Modularity and the Evolvability of Artificial Network Control Systems in Embodied Robots
Evan Altiero, Vassar College ’16, John Loree, Vassar College ’16, Jessica Ng, Vassar College ’16, Joshua Ridley, Vassar College ’17 and Profs. Joshua Bongard, Ken Livingston, Nick Livingston, John Long, Jodi Schwarz and Marc Smith
Evolvability is a species’ potential for evolutionary change. One hypothesis suggests evolvability may evolve in concert with modularity. This is based on the argument that if a population has some individuals with highly modular genotype to phenotype (G → P) mappings, then the population will more quickly evolve after exposure to novel fitness landscapes compared to a population without highly modular G → P mappings. To study the evolution of modularity and evolvability, we use simulated and embodied robots. We construct simple G→P maps that specify how to build an artificial neural network (ANN) control system that connects the sensors of a robot to its motors. We use genetic algorithms (GA) to explore how these structures evolve to solve the problem of finding light and then measure the degree of modularity (see poster by Loree, et al.) that evolves under various conditions.
To start the evolution of the population, we create and load randomly generated ANNs into a swimming robot, Tadro14c (see poster by Ridley et al.).

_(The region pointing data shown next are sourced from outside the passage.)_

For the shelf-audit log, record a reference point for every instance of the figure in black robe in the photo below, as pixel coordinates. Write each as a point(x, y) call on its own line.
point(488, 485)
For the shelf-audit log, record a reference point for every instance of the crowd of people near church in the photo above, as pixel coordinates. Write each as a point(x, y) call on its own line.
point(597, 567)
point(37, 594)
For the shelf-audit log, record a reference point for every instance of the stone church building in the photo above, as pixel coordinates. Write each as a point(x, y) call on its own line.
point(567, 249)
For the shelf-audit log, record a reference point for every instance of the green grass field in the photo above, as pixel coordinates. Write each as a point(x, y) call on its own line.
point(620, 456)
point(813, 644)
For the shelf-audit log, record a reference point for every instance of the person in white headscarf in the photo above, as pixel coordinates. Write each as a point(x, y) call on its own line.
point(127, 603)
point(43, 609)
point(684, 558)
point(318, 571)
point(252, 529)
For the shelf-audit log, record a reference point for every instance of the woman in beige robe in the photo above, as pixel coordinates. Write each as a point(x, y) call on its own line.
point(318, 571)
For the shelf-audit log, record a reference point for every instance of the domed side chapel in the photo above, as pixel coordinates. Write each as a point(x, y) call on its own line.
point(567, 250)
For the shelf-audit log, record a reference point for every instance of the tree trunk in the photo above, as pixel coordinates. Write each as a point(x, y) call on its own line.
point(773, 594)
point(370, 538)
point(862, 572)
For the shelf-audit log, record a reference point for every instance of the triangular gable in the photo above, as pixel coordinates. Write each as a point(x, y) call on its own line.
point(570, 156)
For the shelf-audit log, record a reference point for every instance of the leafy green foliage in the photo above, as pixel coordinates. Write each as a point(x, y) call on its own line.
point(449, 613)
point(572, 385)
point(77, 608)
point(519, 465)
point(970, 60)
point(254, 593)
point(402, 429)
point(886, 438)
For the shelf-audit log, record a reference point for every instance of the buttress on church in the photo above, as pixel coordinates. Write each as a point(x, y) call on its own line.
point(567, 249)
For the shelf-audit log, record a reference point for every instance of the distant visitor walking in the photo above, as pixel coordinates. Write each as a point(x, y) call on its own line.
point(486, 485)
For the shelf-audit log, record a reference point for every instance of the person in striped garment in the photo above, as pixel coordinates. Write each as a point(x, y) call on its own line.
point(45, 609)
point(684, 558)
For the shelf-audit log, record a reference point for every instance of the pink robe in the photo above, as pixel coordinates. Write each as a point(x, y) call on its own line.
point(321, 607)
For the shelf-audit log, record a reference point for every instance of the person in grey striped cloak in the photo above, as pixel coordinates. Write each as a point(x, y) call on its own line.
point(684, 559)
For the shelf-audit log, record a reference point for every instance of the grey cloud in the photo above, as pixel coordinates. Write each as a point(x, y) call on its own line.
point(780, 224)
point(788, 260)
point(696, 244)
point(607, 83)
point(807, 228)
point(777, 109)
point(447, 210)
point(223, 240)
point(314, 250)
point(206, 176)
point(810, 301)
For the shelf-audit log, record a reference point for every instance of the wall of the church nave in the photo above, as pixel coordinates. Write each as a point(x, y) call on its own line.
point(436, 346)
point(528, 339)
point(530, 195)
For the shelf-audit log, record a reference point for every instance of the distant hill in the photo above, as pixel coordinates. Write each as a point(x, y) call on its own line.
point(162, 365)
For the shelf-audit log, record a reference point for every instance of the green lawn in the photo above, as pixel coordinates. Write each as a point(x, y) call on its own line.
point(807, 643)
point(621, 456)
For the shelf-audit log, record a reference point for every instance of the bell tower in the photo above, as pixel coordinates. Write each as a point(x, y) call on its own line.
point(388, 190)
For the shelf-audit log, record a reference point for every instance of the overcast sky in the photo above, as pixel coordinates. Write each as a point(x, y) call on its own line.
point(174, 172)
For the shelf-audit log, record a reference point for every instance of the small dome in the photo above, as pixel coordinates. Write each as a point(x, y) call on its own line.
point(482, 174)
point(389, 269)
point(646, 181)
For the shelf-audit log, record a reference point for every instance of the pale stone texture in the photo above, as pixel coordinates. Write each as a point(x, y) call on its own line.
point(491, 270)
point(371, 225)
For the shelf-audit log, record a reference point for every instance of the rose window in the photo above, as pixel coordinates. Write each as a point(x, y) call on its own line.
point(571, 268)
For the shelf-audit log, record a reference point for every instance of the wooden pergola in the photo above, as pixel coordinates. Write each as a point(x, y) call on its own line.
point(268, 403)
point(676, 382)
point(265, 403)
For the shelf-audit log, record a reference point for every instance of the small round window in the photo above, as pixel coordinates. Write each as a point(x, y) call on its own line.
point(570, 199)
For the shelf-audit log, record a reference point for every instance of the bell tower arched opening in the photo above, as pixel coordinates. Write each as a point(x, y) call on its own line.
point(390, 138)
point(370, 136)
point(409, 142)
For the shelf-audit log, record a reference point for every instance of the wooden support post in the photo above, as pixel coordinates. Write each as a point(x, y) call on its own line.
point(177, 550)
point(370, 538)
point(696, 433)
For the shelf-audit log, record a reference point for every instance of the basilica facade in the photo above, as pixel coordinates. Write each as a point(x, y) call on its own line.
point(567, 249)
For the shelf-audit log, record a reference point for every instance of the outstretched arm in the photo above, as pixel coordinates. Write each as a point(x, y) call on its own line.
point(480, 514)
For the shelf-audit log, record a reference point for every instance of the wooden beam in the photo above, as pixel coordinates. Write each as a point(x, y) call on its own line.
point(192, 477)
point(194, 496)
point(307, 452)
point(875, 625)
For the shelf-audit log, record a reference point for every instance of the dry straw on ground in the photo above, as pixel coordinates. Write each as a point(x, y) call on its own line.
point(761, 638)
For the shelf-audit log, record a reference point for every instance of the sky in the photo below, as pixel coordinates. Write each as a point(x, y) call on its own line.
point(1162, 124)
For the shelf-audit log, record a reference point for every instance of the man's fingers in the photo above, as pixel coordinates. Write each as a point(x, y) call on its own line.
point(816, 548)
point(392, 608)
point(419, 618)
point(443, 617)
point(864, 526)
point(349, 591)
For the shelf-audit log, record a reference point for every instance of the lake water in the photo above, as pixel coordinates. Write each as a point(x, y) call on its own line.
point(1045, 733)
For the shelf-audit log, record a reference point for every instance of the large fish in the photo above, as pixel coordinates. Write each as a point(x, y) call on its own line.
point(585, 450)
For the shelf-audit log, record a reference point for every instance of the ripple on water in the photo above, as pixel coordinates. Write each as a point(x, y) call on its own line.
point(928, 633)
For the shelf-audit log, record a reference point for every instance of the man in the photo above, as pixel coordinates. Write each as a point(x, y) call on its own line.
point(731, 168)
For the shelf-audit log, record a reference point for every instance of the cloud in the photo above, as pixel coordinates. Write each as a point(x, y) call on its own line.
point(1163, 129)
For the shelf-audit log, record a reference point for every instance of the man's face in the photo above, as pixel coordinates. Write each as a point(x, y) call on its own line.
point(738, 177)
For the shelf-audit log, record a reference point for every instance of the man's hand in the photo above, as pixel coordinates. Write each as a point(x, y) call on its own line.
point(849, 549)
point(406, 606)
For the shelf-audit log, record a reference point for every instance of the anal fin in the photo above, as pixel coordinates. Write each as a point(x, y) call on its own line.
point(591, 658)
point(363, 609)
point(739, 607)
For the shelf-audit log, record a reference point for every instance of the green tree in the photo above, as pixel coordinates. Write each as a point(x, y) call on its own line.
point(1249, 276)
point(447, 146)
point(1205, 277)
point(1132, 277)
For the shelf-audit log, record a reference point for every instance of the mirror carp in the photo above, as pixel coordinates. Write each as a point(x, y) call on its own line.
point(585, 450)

Tadros operate autonomously, with sensors that detect light; the structure of the ANN determines how the light detected alters behavior. In a pool with a single, fixed light source, the amount of light that is gathered is the direct measure of individual fitness.
The GAs take fitness values as input. The first GA we used was a hill climber (HC), in which the genes from the fittest individuals are bred together to create a new population. Unfortunately the HC is extremely sensitive to local optima. We then used the Age-Fitness Pareto Optimization (AFPO) algorithm, which segments the population of ANNs into different age groups defined by when the solution was generated and evaluates the age groups separately. This allows younger solutions to evolve without direct competition from the more established ones. This segmentation avoids premature convergence on local optima.
Currently our genome encodes for only the ANN. The G→P map is simple (a 1-1 relation). During the coming year we will begin incorporating more complex G→P maps that encode for the Tadro morphology as well as the neural networks.